Entretemps il va déposer Kasa Vubu, supprimer les élections présidentielles programmées pour les mois suivants et décréter un « état d’exception » sur une période cinq ans.

Fort curieusement ce coup d’état du 24 novembre 1965 est assez atypique. Il se fait sans aucun coup de fusil ni aucune effusion de sang. Le président Kasa Vubu qui est écarté du pouvoir reste encore trois semaines au palais présidentiel avant de plier bagages et de voyager pour Boma. Pas de chars de combat dans les rues, pas de patrouille, aucun coup de feu ni aucune arrestation.

Mobutu ordonnera à la direction de la station Radio nationale à Leopoldville de diffuser sa proclamation. Il enverra une simple lettre au président Joseph Kasa Vubu de faire ses valises et lui offrira un siège permanent au Sénat en tant que président honoraire.

Faustin Bosenge dans son récent ouvrage « Le vrai Mobutu : mythes et réalités de l’homme et de son système » a raison de parler d’un faux-vrai coup d’Etat du Général Mobutu contre le Président Kasa-Vubu.

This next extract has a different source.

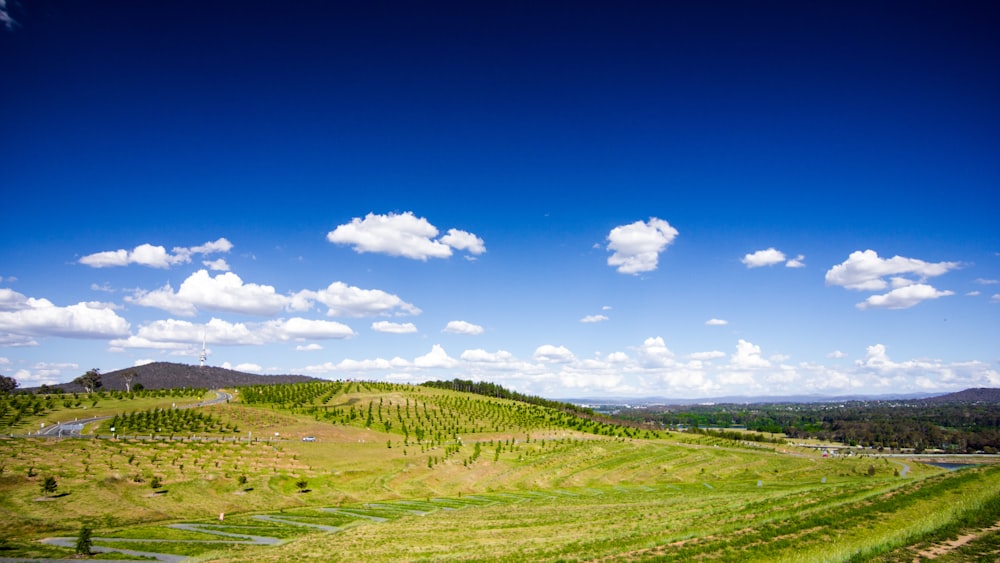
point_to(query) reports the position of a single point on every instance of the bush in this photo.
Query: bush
(83, 542)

Vrai parce que Kasa Vubu quitte le pouvoir. Faux de par des indices assez troublants qui accompagneront ce coup d’état. Les archives belges mentionnent autant de bizarreries : cuisinier, chauffeur, coiffeur jardinier qui étaient commis au service de Kasa Vubu, passeront directement au service du nouveau président. Ils continueront à travailler pour Mobutu. Le capitaine Mayindu qui conduisait la voiture de Mobutu était pendant des années le chauffeur de Kasa Vubu.

Et puis cet acte de grande signification politique posé par le président sortant en élevant le colonel Mobutu au rang de général major juste quelques temps avant l’événement, en ignorait-il la portée et les conséquences. Hélas ! Il n’est plus là pour nous en donner des explications…

Le lendemain de sa prise de pouvoir lorsque Mobutu déclarera : « La course au sommet du pouvoir est terminée » et que nous assisterons au départ vers Boma du désormais ex-président congolais, on en déduira que nous congolais nous ignorons la véritable histoire de notre pays. Nous voyons celle apparente se dérouler devant nos yeux mais nous ignorons les acteurs majeurs de l’histoire invisible qui est la vraie.